When I left Alaska, I had a lot of plans. I made arrangements to go back the next summer to work at the bed and breakfast. I started to have this sense that I could really break away from my surroundings and try something totally new. Unfortunately, I never went, because in June of that year my dad’s plane crashed and he spent the rest of the summer in the hospital. I spent a lot of that time with him. But I also spent that time learning how to make sourdough. I was determined to figure out how to recreate those pancakes, and it took hunting down a self-published sourdough cookbook from an Alaskan like my host to find the right recipe. Sourdough became a little window into the western part of the country for me. It was certainly not a style of bread that New Yorkers were baking at the time – even though many familiar breads, like Jewish Rye and pumpernickel often have a sourdough base, we don’t think of them in the same category. And learning the story of sourdough got me interested in the stories behind other breads. Sourdough also became something of a reminder that I could always go west again. And so I did. When I went off to college, I left for Minnesota and stored my sourdough starter in the freezer until I got back. I met and started dating a guy from Colorado, who I eventually married.
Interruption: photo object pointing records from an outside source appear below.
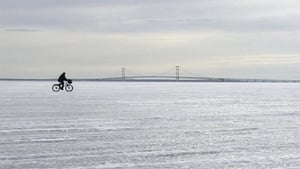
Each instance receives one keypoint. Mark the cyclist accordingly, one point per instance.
(61, 80)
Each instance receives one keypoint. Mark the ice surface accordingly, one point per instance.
(150, 125)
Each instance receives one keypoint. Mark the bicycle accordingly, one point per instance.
(68, 87)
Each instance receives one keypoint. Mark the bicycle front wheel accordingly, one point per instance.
(69, 88)
(55, 88)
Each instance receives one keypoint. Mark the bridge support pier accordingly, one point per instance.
(177, 72)
(123, 73)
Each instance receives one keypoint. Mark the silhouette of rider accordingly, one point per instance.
(61, 80)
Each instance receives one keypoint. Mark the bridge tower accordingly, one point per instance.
(123, 73)
(177, 72)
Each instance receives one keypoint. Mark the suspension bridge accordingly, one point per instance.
(177, 77)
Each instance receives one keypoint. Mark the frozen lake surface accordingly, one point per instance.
(150, 126)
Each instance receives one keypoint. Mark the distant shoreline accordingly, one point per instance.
(164, 80)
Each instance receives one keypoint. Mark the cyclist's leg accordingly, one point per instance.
(61, 85)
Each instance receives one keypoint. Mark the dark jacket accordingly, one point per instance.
(62, 77)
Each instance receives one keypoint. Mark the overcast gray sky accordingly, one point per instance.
(95, 38)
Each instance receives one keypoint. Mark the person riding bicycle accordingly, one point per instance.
(62, 78)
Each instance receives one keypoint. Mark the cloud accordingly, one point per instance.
(95, 37)
(132, 16)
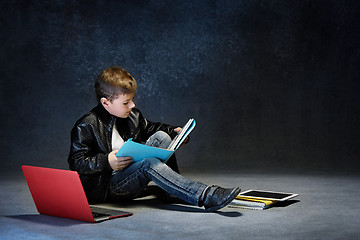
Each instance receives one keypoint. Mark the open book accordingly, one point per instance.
(140, 151)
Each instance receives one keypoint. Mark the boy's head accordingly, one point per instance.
(113, 82)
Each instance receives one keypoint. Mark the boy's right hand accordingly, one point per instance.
(118, 163)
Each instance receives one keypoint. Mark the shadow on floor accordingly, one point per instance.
(47, 220)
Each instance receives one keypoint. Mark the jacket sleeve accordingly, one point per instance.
(87, 154)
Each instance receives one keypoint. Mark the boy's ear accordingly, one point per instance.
(105, 102)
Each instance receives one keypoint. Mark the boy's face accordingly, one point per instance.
(121, 106)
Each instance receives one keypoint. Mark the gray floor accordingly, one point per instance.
(327, 208)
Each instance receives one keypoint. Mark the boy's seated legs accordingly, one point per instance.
(130, 182)
(162, 140)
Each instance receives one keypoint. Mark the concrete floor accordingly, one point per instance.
(327, 208)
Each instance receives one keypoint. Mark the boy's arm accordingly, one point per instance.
(85, 156)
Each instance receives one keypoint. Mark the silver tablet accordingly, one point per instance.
(271, 195)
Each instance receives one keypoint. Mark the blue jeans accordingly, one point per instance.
(132, 180)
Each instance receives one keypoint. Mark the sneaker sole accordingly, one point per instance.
(234, 193)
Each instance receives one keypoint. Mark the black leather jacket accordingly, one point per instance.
(91, 144)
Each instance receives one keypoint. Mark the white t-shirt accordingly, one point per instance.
(116, 140)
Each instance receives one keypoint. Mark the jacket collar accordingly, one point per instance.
(105, 117)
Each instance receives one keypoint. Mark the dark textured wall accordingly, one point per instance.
(272, 84)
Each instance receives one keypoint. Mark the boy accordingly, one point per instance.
(99, 134)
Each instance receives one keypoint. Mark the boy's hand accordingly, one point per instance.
(118, 163)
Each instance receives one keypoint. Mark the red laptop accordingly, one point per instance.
(60, 193)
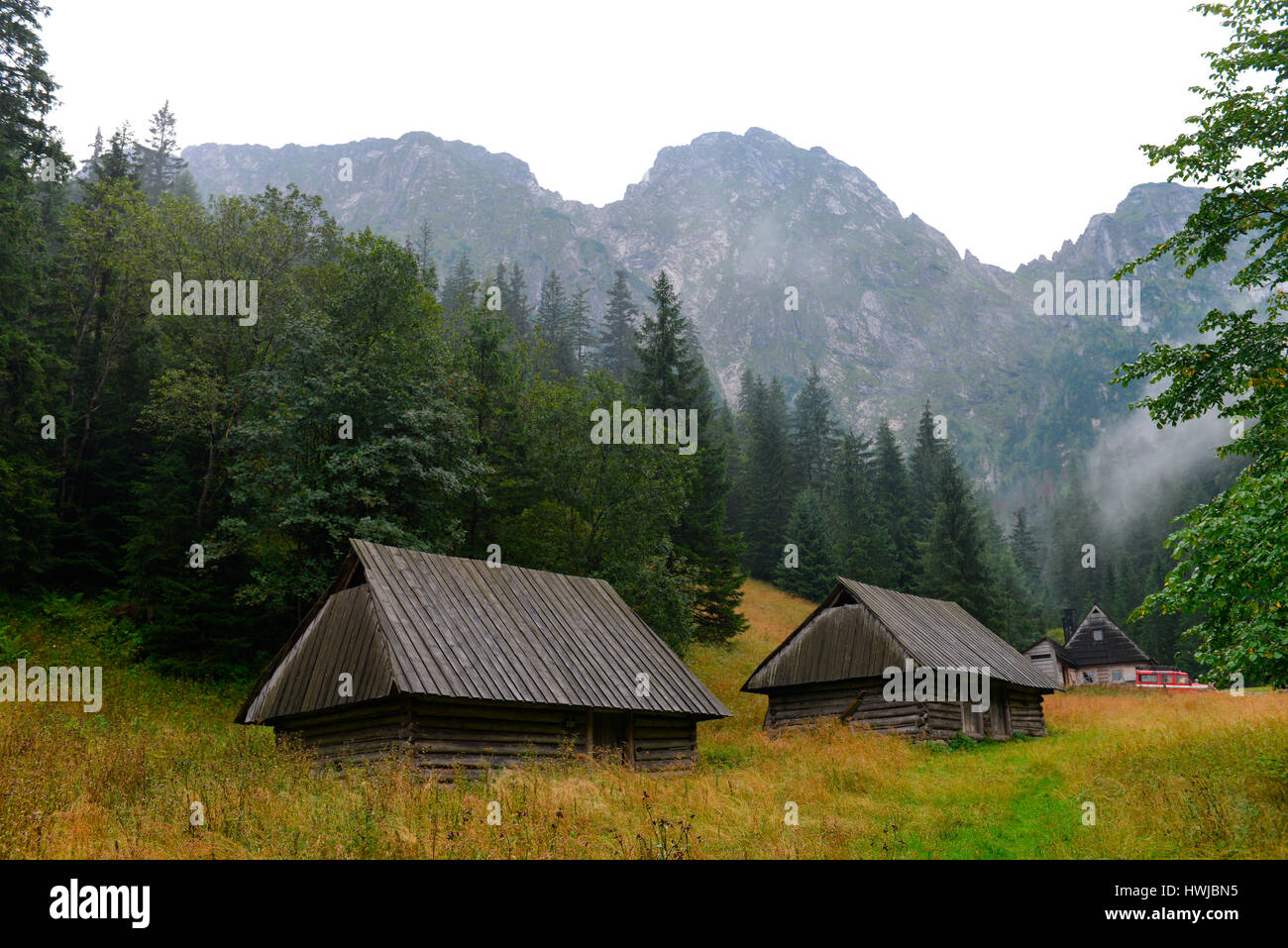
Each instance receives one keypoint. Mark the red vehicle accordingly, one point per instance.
(1172, 679)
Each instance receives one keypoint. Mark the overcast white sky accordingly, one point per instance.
(1006, 125)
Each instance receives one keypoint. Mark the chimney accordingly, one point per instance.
(1070, 625)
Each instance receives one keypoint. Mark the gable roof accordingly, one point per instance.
(400, 621)
(1060, 651)
(1115, 646)
(861, 630)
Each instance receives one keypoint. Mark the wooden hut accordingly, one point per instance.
(464, 665)
(1103, 653)
(835, 666)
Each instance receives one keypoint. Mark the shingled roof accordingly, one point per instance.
(402, 621)
(1113, 647)
(1060, 651)
(861, 630)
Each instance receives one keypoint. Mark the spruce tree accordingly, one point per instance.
(814, 571)
(516, 301)
(670, 369)
(1024, 550)
(923, 474)
(953, 556)
(160, 159)
(460, 288)
(618, 337)
(673, 375)
(552, 322)
(812, 433)
(890, 484)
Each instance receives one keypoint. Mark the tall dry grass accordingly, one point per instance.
(1168, 775)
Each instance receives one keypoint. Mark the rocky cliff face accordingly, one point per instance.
(746, 224)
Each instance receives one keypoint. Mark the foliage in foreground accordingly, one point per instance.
(1171, 776)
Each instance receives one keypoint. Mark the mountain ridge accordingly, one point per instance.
(889, 309)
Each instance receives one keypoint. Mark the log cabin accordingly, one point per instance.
(465, 666)
(835, 666)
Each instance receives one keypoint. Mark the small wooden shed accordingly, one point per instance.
(835, 666)
(468, 666)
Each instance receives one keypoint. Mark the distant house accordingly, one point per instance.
(1102, 653)
(1054, 660)
(835, 666)
(463, 665)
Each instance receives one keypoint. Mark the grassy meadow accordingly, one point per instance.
(1168, 775)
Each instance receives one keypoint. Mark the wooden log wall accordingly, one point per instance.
(449, 737)
(798, 704)
(861, 702)
(1026, 712)
(359, 733)
(872, 710)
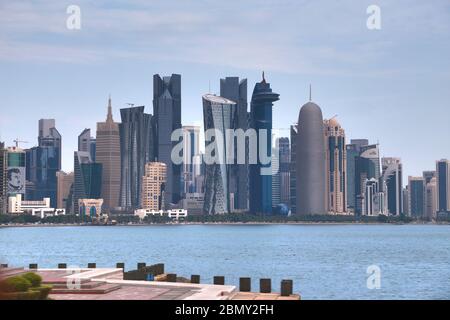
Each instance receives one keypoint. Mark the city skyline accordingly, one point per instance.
(362, 75)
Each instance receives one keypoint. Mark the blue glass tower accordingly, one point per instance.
(44, 161)
(261, 118)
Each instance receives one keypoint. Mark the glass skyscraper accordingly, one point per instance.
(167, 118)
(233, 89)
(43, 162)
(261, 119)
(416, 190)
(218, 113)
(392, 185)
(367, 166)
(107, 153)
(87, 180)
(443, 185)
(137, 148)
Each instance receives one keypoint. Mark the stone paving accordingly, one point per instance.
(108, 284)
(262, 296)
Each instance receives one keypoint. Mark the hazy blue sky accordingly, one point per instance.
(390, 85)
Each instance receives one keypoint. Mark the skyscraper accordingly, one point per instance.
(353, 151)
(282, 187)
(261, 120)
(276, 188)
(107, 153)
(64, 184)
(86, 143)
(43, 162)
(336, 166)
(3, 178)
(219, 114)
(233, 89)
(191, 149)
(293, 170)
(443, 185)
(367, 166)
(310, 161)
(416, 192)
(137, 148)
(153, 186)
(431, 199)
(16, 171)
(87, 178)
(392, 184)
(167, 118)
(373, 203)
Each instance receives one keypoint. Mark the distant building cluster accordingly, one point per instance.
(128, 167)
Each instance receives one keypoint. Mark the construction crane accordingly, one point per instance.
(17, 141)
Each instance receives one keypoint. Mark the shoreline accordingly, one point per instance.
(304, 223)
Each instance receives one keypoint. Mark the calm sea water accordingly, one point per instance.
(325, 261)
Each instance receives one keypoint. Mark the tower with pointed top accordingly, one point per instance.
(261, 119)
(167, 118)
(108, 154)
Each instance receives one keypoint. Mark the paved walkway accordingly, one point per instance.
(108, 284)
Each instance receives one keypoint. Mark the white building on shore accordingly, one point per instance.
(40, 208)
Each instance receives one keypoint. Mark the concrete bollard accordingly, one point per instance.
(195, 278)
(141, 265)
(286, 288)
(120, 265)
(171, 277)
(245, 284)
(265, 285)
(219, 280)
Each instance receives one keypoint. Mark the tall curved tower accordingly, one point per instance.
(310, 161)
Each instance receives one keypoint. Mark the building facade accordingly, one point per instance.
(336, 166)
(90, 207)
(417, 198)
(107, 153)
(235, 90)
(167, 119)
(219, 114)
(353, 150)
(260, 183)
(43, 162)
(443, 185)
(153, 186)
(310, 162)
(293, 170)
(3, 178)
(64, 184)
(392, 184)
(191, 154)
(137, 148)
(16, 172)
(87, 179)
(431, 199)
(367, 166)
(374, 201)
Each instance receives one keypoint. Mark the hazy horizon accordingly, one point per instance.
(388, 85)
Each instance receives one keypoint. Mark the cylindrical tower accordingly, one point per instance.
(310, 162)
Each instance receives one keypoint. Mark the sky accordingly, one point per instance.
(390, 86)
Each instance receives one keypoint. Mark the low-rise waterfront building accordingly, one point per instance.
(35, 207)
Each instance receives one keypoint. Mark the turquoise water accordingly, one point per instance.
(325, 261)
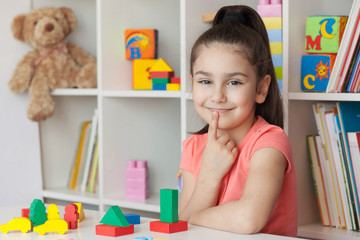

And over those years, I chipped away more and more at the stringency of my New York identity. I stopped buying into the idea that New Yorkers are better, more cultured, or smarter than other Americans. I realized the obvious, that people are just people, no matter where they’re from. I learned to ask more questions of the people I met from other places, to learn more about their experiences so that they would have some incentive to learn more about mine as well. But I was itching to go home. I still felt so out of place with weird expectations like saying hello to random strangers in the street or having to explain the way I talked. I moved back to New York for three years. It was a mixed experience. I felt so much more comfortable there, but I also had a lot of new criticisms of the city. And I realized that there were some things I loved about New York that I could actually find in other places. When my husband and I decided to move to California, I demanded that we live in a walkable area, which was a surprisingly easy requirement to fill. There were a lot of things about New York that I couldn’t stand to be around anymore – the astronomical wealth juxtaposed with literal garbage in the streets was a big one. But also this sense that nothing outside of New York really mattered, or if it did, it was only in other major cities outside of the US. And now my life was so much more connected to the rest of the country and I couldn’t think that way anymore. Since moving to California, I’ve come to appreciate what people would call a slower way of life, but I think is just a lower-stakes approach to work. I still miss New York. I miss my family and friends. I miss Zabar’s and Riverside park and street fairs and Columbia’s campus. I miss taking the train and having endless food options. I miss the garden where my preschool class freed our butterflies. But I don’t miss the sense of being in the center of the universe. I like having a broader perspective and being able to see many more places and people as equal. I’m still a New Yorker at heart, but like my sourdough starter, I know that identity will travel well.